Wow welcome to the 21st century, me. I blog on Myspace, so I guess I never really figured I'd need one here. But, I have a diverse enough group of friends that I guess I have issues being too honest in my posts on there, and when I am, I feel really narcissistic or exposed or whatever else is wrong, so this way, I'm just putting it all out there in cyberspace for anyone or no one to stumble across.
I am a 22 year old, married, working mom. Long-time off & on vegetarian, recently turned vegan. So far I feel so fucking healthy it's unreal. But I'm still kind of an avid foodie, and I love a good challenge, so that works out perfectly. My husband is a good old meat & potatoes kind of guy; I'm mildly impressed that he's still even speaking to me since I've cut out basically half of his diet. Ha ha ha ha. He's not the super supportive type...but he's doing well. My son could give a shit right now. He's 2 and he gets to eat whatever daddy and/or mommy are having. So, meat, cheese, fruit, bread, veggies--he usually isn't super picky. I'm going to plan his 3rd birthday party vegan though. Yep I'm pretty much a challenge addict. Saves me from a lot of boredom.
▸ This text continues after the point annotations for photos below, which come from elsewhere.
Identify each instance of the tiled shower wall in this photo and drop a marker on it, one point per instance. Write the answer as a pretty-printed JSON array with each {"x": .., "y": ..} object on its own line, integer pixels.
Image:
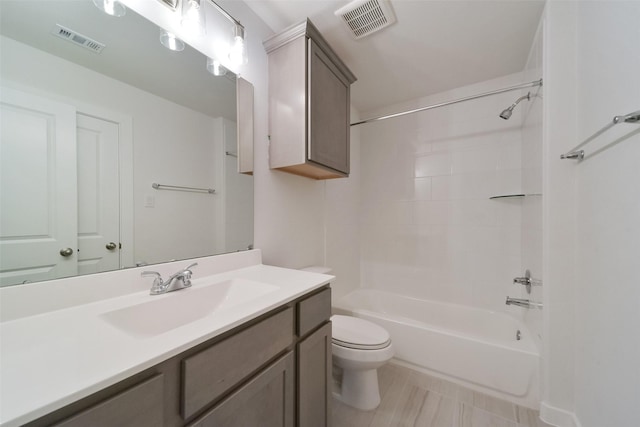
[{"x": 429, "y": 229}]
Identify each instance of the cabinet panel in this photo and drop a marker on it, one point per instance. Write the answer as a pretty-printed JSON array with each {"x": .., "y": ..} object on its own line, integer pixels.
[
  {"x": 140, "y": 406},
  {"x": 210, "y": 373},
  {"x": 309, "y": 104},
  {"x": 328, "y": 112},
  {"x": 314, "y": 379},
  {"x": 314, "y": 311},
  {"x": 267, "y": 400}
]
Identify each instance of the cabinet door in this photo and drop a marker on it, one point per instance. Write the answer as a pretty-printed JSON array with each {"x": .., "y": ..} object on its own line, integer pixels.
[
  {"x": 267, "y": 400},
  {"x": 314, "y": 379},
  {"x": 140, "y": 406},
  {"x": 328, "y": 143}
]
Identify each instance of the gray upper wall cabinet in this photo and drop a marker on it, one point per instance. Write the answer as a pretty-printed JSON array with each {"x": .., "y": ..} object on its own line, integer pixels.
[{"x": 309, "y": 104}]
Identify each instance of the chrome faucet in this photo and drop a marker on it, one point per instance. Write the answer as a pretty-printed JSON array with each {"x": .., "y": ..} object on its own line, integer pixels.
[
  {"x": 180, "y": 280},
  {"x": 525, "y": 303}
]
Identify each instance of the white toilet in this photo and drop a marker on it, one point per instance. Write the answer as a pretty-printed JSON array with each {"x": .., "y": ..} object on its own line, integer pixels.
[{"x": 359, "y": 349}]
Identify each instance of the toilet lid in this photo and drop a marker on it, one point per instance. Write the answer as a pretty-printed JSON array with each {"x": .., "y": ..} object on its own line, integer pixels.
[{"x": 352, "y": 332}]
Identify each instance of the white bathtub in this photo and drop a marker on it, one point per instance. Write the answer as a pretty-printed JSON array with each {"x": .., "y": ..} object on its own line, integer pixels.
[{"x": 473, "y": 347}]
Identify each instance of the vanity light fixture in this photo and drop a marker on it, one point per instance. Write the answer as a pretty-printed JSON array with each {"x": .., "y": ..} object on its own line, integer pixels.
[
  {"x": 215, "y": 67},
  {"x": 170, "y": 41},
  {"x": 111, "y": 7},
  {"x": 238, "y": 51},
  {"x": 193, "y": 17}
]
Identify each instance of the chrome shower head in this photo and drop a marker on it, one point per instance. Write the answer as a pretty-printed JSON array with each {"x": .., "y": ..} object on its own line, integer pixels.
[{"x": 506, "y": 114}]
Politically I'm a total anomaly. The fact that my collection of views is so strange has me convinced that I'm the last sane person on the face of the earth. I was raised a liberal by two ex hippies, turned apathetic, turned moderate, turning more and more conservative. My basic philosophy is, life is sacred. I AM NOT RELIGIOUS; but I believe in god, we were intelligently designed (how long it took that to play out, I don't pretend to know), and I sure as hell don't have the right to end anyone's life. Animals included. Thus, the diet change. I'm not this huge animal lover, I don't have or want pets, I don't get all gooey over other people's pets, but I also don't consider them food. More on that later, I'm sure, little narcissist that I am.
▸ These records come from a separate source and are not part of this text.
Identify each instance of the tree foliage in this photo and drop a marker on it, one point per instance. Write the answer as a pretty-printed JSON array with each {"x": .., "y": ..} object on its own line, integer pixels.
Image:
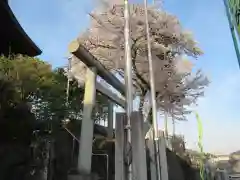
[
  {"x": 176, "y": 86},
  {"x": 27, "y": 80}
]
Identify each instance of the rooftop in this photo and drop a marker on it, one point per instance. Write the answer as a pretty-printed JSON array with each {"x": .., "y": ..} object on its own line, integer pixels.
[{"x": 13, "y": 38}]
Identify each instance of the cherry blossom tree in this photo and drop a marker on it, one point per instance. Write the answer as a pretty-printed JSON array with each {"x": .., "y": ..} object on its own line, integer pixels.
[{"x": 177, "y": 86}]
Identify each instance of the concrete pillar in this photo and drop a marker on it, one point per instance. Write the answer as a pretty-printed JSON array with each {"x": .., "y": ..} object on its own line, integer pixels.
[
  {"x": 163, "y": 157},
  {"x": 110, "y": 119},
  {"x": 119, "y": 146},
  {"x": 138, "y": 147},
  {"x": 153, "y": 167},
  {"x": 85, "y": 149}
]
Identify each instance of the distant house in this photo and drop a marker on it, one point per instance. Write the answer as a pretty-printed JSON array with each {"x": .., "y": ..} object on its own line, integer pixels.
[{"x": 14, "y": 39}]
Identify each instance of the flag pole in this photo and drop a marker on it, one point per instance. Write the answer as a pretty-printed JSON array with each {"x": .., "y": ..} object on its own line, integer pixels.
[{"x": 232, "y": 29}]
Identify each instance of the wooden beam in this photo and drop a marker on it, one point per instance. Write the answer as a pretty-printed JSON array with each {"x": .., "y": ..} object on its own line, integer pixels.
[
  {"x": 109, "y": 94},
  {"x": 87, "y": 58}
]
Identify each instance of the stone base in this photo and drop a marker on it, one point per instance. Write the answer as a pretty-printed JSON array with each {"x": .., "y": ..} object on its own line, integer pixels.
[{"x": 76, "y": 175}]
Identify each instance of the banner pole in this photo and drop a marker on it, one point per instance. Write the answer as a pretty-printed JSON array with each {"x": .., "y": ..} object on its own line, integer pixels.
[{"x": 232, "y": 29}]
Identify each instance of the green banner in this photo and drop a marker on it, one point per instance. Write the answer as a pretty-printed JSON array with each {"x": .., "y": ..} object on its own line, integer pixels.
[{"x": 234, "y": 6}]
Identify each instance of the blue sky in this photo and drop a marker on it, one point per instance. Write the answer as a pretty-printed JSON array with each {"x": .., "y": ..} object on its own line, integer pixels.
[{"x": 53, "y": 24}]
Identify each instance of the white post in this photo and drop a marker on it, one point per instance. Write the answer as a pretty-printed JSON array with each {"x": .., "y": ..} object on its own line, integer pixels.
[
  {"x": 110, "y": 119},
  {"x": 153, "y": 164},
  {"x": 119, "y": 146},
  {"x": 85, "y": 148},
  {"x": 138, "y": 147},
  {"x": 163, "y": 157}
]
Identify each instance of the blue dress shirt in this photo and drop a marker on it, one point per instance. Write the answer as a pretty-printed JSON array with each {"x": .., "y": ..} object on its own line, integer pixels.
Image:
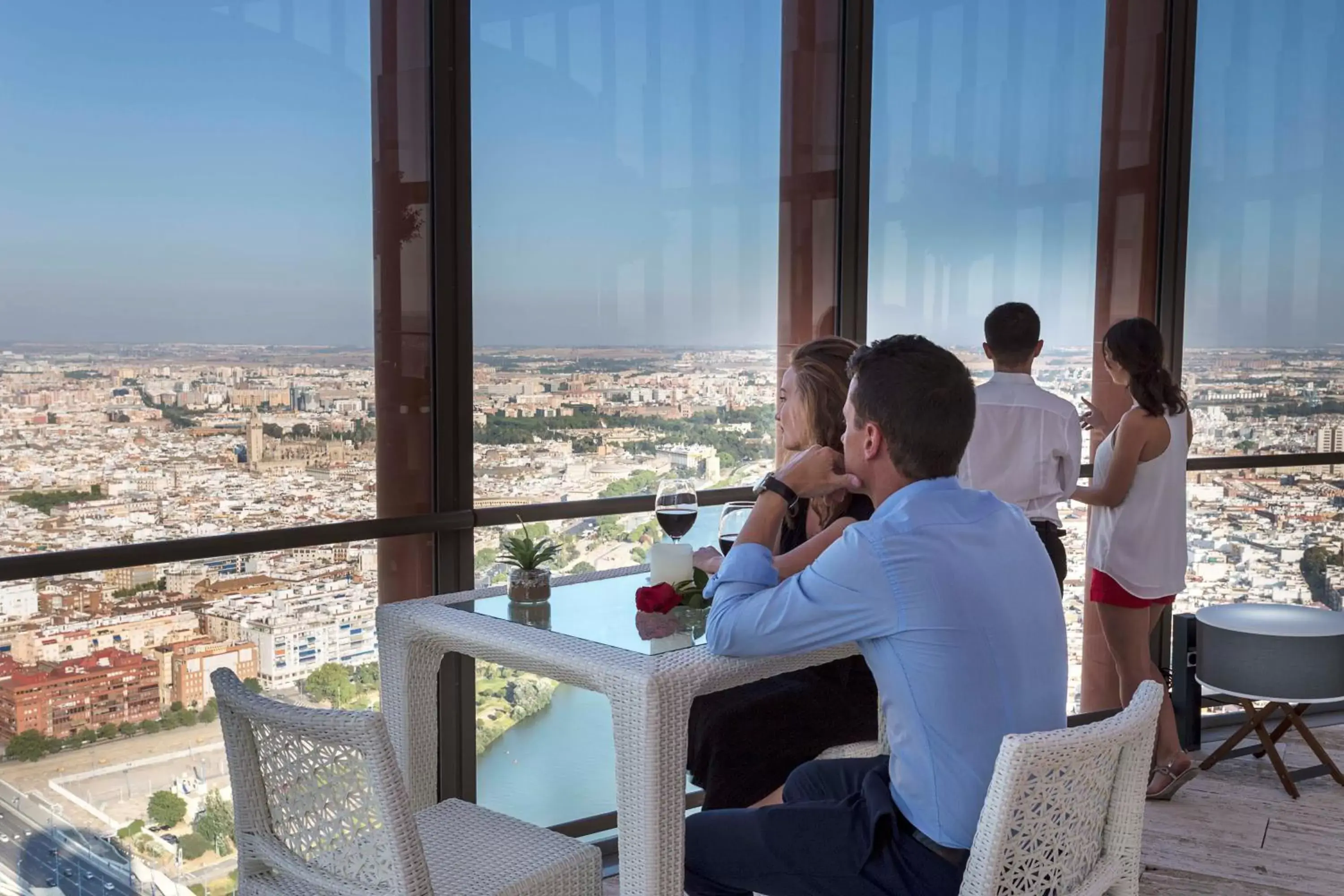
[{"x": 955, "y": 605}]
Back to politics. Life=good. So I'm against abortion, and I don't give a fuck what anyone says, I have had a life in my uterus, I have heard a heart beating on the ultrasound, I have felt him wiggling and kicking and sleeping and playing inside of me, a fetus IS a fucking baby, and furthermore abortion is actually WORSE than murder in my eyes, because a baby, an unborn baby, is the epitome of innocence. I'm also against the death penalty; I realize we can't be housing everyone forever, and that paroling evildoers is bad, but those are separate problems; killing people because it's cheaper is unconscionable. Let them live with the knowledge of what they did--personally I'd rather die, if it was heinous enough--but it's not any of our place to take their life in return.
Society pisses me off on a daily basis. The gods of want and convenience reign, and babies and animals (again, not on the same level, but two examples!!!!) are the sacrifice.
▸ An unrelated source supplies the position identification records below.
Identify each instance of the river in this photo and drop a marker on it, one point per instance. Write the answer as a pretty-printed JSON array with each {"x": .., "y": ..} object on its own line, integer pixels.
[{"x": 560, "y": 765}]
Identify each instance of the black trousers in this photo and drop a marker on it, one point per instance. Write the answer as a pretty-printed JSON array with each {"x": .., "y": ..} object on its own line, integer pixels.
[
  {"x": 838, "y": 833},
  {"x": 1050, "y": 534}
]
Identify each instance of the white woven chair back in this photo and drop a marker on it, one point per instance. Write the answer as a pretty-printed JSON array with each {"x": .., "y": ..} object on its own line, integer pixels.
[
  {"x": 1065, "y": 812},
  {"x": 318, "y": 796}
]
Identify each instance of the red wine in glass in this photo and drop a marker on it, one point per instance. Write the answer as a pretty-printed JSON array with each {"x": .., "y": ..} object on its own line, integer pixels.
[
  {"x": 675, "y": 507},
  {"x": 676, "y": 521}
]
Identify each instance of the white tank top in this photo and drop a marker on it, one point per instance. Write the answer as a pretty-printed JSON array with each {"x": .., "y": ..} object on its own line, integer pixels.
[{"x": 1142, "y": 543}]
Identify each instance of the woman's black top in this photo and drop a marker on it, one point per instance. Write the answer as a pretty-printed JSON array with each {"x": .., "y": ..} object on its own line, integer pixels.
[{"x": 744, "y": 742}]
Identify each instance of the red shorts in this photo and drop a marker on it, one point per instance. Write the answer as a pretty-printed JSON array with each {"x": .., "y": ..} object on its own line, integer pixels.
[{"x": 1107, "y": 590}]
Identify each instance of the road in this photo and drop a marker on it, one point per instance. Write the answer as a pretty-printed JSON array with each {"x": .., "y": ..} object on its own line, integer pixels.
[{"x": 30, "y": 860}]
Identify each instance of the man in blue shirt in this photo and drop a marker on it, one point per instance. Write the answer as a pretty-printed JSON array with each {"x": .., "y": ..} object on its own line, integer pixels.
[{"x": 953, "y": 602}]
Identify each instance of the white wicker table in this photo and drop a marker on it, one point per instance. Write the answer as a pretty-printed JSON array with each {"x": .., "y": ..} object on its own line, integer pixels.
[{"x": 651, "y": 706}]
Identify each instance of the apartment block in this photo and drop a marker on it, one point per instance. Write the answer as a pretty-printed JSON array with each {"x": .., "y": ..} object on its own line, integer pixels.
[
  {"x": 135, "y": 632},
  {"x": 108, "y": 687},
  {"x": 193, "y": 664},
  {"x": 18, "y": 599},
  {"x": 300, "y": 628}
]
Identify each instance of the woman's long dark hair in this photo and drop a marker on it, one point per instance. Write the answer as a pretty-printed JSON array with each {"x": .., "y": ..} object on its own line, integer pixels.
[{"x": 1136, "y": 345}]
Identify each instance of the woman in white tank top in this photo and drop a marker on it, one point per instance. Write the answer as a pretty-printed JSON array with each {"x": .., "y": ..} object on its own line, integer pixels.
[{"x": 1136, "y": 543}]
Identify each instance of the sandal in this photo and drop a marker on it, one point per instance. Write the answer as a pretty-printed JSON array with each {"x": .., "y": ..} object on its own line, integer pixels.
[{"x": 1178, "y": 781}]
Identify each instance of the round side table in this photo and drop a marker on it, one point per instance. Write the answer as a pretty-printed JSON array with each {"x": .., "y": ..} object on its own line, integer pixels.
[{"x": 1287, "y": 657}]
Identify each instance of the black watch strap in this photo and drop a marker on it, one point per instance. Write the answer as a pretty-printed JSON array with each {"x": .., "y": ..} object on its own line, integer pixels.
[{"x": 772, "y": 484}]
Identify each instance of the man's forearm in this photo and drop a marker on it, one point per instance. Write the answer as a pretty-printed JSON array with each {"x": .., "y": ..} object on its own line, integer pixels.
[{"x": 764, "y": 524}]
I'm becoming more conservative because I've worked hard for what I have and where I am in life and I love it. But I live around a bunch of white trash (working on getting out of here, thanks) who are all constantly looking for a handout, which makes me absolutely sick. My generation wants everything handed to them, they give up, they think that if they want it bad enough or deserve it enough they should just automatically get it without having to do any real work. I was like that for 5 minutes. I got over it. I grew up. I had to. And now I love my life and wish that everyone knew the feeling of standing on their own two feet and being responsible, decent human beings. If my neighbor asks me for 5 bucks so she can buy cigarettes one more time, I think I am going to throw something at her.
Oh yeah I have rage and anger issues. Not as bad lately, because I am no longer ingesting rage, pain, grief, and fear on a daily basis (yes, I read Skinny Bitch)...but I have more issues than US Weekly. Ha. ha. ha.
Well this has been fun. If you can stomach my style, good for you, rock on. If not, oh well, just throwing shit out there into cyberspace. Ciao.